Depuis 1987, des chercheurs venus de tous les musées de France et du monde entier se relaient pour recueillir les oracles d’Aglaé, l’Accélérateur Grand Louvre d’analyses élémentaires. - © C2RMF/Maigret Fournier

Le musée du Louvre abrite bien des trésors, mais pas seulement ceux de pharaons égyptiens. Sous le jardin des Tuileries, le Centre de recherche et de restauration des musées de France (C2RMF) cache une merveille… de technologie !
Aglaé¹ est le seul accélérateur de particules au monde dédié à l’analyse d’œuvres du patrimoine. Sous l’effet de ses protons et particules alpha, la glaçure d’une céramique révèle sa composition chimique, les composants des grenats identifient leur lieu d’extraction, les ingrédients d’un vernis signent une époque…
Quentin Lemasson, ingénieur d’études au C2RMF et spécialiste d’Aglaé, exerce aussi la fonction de personne compétente en radioprotection (PCR) : “Définition et balisage des zones chaudes, dosimétrie d’ambiance et des travailleurs, contrôle des équipements… Je veille sur la sécurité de quatre ingénieurs et d’un apprenti, utilisateurs permanents, d’une dizaine d’utilisateurs réguliers en interne et d’une multitude d’autres ponctuels, chercheurs, conservateurs, restaurateurs, archéologues…” 

Déterminer la composition

Le C2RMF utilise d’autres sources de rayonnements ionisants. La fluorescence X fournit la composition chimique d’un matériau en pourcentage².
La diffraction X révèle la composition structurelle d’un objet. La thermoluminescence date les minéraux. C’est la spécialité d’Antoine Zink, seconde PCR, en charge des sources radioactives : “Je m’occupe des autorisations, de la signalisation, de l’affichage des règles de sécurité avec les noms des utilisateurs et des assistants de prévention… J’assure les vérifications internes des équipements et le suivi des contrôles externes : semestriels, annuels et en cas de modification. Je forme les personnels. Je surveille leur dosimétrie grâce aux dosimètres passifs ou d’ambiance et aux bornes de dosimétrie active. Toutes les données sont transférées à l’Institut.” Il intervient au C2RMF, mais aussi in situ dans les musées et monuments historiques.
Une grande variété de pièces de toutes les époques sont examinées. Un silex vieux de 10 000 ans vient d’être passé au crible par Aglaé, et avant cela un centre de table en argent et argent doré, réalisé au xvie siècle par l’orfèvre allemand Wenzel Jamnitzer.
En 2014, sur avis de l’Autorité de sûreté nucléaire (ASN), le C2RMF a fait appel à l’IRSN pour l’aider à parfaire les mesures de radioprotection autour d’Aglaé. L’accélérateur s’apprête à bénéficier d’une grande cure de jouvence, qui permettra son utilisation 24h/24. Rendez-vous en 2018.

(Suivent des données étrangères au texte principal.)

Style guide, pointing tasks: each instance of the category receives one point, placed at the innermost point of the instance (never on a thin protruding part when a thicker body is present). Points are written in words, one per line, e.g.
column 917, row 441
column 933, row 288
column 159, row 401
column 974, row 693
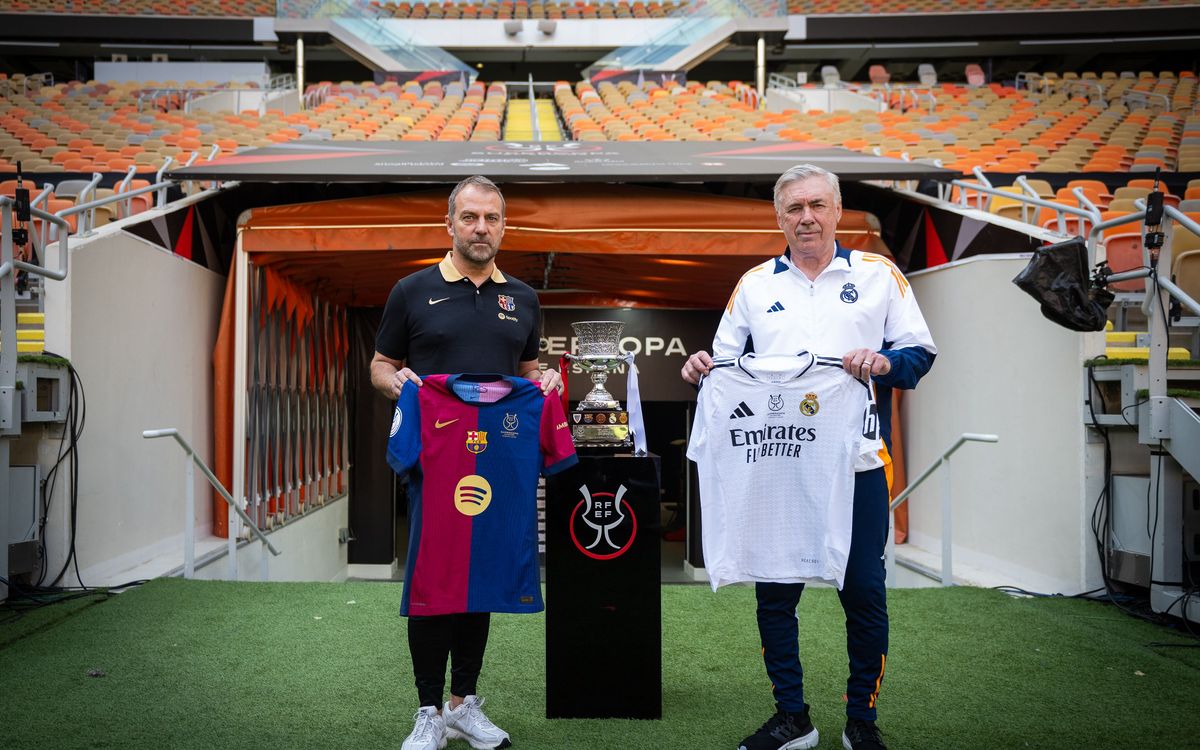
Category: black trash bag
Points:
column 1057, row 279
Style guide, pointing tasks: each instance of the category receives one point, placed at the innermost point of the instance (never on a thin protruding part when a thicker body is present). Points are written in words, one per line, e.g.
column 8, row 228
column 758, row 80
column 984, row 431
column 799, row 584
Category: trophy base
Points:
column 600, row 429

1. Accélérateur Grand Louvre d’analyses élémentaires
2. Alors qu’Aglaé permet de détecter d’infimes traces élémentaires – quelques parties pour million.

Un outil pour percer les mystères

Elsa Lambert est radiologue. Photographe de formation, elle dispose du Camari, le certificat d’aptitude à manipuler les appareils de radiologie industrielle. Elle vérifie ici des clichés de radiographie pour découvrir ce qui se cache dans l’objet archéologique qu’elle vient d’examiner.

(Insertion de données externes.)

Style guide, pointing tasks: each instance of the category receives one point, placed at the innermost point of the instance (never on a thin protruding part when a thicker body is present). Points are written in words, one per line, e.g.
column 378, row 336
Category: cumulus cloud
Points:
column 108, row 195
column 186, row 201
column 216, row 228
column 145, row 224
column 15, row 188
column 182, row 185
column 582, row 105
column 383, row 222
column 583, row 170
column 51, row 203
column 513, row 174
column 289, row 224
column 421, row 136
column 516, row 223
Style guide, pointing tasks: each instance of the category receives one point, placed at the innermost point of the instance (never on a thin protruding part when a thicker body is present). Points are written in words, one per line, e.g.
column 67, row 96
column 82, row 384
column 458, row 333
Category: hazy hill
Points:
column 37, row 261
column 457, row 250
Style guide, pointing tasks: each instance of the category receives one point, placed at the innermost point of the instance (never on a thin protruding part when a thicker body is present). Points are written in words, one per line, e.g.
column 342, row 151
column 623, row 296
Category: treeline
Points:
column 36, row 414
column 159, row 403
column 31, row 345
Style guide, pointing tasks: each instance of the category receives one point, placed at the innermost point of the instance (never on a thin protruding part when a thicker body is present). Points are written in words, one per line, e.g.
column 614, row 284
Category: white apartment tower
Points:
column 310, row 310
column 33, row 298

Elsa Lambert est radiologue. elle dispose du Camari, le certificat d’aptitude à manipuler les appareils de radiologie industrielle. Elle vérifie des clichés de radiographie pour découvrir ce qui se cache dans l’objet archéologique qu’elle vient d’examiner

Des trésors révélés

Sous l’œil de l’appareil de radiographie, on découvre un bassin humain pris dans une motte, issu d’une fouille archéologique. Elsa Lambert désigne une zone sur laquelle on discerne les restes d’une parure réalisée en fil métallique.

Sous l’œil de l’appareil de radiographie, on découvre un bassin humain pris dans une motte, issu d’une fouille archéologique. Elsa Lambert désigne une zone sur laquelle on discerne les restes d’une parure réalisée en fil métallique.

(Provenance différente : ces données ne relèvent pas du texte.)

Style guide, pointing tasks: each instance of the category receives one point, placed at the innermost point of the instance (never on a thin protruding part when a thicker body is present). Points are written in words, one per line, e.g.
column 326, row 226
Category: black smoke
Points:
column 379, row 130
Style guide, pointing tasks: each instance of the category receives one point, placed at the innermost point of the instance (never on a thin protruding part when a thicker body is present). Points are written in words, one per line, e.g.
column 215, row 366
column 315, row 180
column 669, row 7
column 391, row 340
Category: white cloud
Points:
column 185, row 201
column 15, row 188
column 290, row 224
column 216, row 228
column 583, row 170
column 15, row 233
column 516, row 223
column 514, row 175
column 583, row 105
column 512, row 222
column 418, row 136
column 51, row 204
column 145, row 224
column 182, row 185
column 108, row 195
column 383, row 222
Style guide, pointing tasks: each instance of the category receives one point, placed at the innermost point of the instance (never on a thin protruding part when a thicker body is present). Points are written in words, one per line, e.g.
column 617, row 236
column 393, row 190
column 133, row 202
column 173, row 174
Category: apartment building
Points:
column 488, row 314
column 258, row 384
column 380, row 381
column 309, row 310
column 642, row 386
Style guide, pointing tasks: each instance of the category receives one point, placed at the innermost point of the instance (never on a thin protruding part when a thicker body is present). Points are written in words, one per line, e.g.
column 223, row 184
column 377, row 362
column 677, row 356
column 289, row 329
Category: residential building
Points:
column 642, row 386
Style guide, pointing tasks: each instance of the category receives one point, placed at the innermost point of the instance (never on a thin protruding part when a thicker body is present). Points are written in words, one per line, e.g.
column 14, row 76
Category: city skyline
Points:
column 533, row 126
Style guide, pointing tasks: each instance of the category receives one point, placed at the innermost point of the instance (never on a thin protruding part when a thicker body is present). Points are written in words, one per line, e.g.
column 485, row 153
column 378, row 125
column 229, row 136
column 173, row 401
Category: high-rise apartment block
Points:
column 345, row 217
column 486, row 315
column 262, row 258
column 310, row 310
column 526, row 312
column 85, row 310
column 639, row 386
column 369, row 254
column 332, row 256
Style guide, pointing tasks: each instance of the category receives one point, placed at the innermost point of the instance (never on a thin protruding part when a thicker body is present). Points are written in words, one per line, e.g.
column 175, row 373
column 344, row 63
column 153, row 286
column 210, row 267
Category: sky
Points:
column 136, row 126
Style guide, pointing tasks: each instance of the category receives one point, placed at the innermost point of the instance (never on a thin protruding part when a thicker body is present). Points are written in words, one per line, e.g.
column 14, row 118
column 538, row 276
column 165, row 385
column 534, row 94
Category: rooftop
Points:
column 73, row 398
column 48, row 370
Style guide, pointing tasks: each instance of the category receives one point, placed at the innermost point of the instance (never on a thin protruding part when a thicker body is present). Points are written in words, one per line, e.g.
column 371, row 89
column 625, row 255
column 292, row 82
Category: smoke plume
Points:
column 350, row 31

Faire parler un chef d’œuvre du XVIème siècle

Le musée Unterlinden de Colmar (Haut-Rhin) confiée au C2RMF l’expertise du retable d’Issenheim, joyau de l’art médiéval. Ici, la radiographie dévoile la structure et les assemblages d’une partie sculptée.

Le musée Unterlinden de Colmar (Haut-Rhin) confiée au C2RMF l’expertise du retable d’Issenheim, joyau de l’art médiéval. Ici, la radiographie dévoile la structure et les assemblages d’une partie sculptée.

Des outils pour la radioprotection 

Pour Aglaé, cinq dosimètres d’ambiance sont posés à la sortie des sources et de la cuve d’accélération, et aussi au niveau de l’aimant orientant le faisceau, de la cage de Faraday et du portail de la zone d’analyse. Un sixième placé dans la salle de commande sert de témoin. Deux personnes compétentes en radioprotection (PCR) assurent le suivi dosimétrique des travailleurs.

Des outils pour la radioprotection

Des mesures de sécurité adaptées

Marquage au sol des zones réglementées, signalisations lumineuses et sonores, lourdes portes blindées... le C2RMF a mis en place différents dispositifs pour assurer la radioprotection de ses collaborateurs et du public. Dès qu’Aglaé ou les appareils de fluorescence X ou de diffraction X fonctionnent, les voyants passent au rouge.

Marquage au sol des zones réglementées, signalisations lumineuses et sonores, lourdes portes blindées... le C2RMF a mis en place différents dispositifs pour assurer la radioprotection de ses collaborateurs et du public.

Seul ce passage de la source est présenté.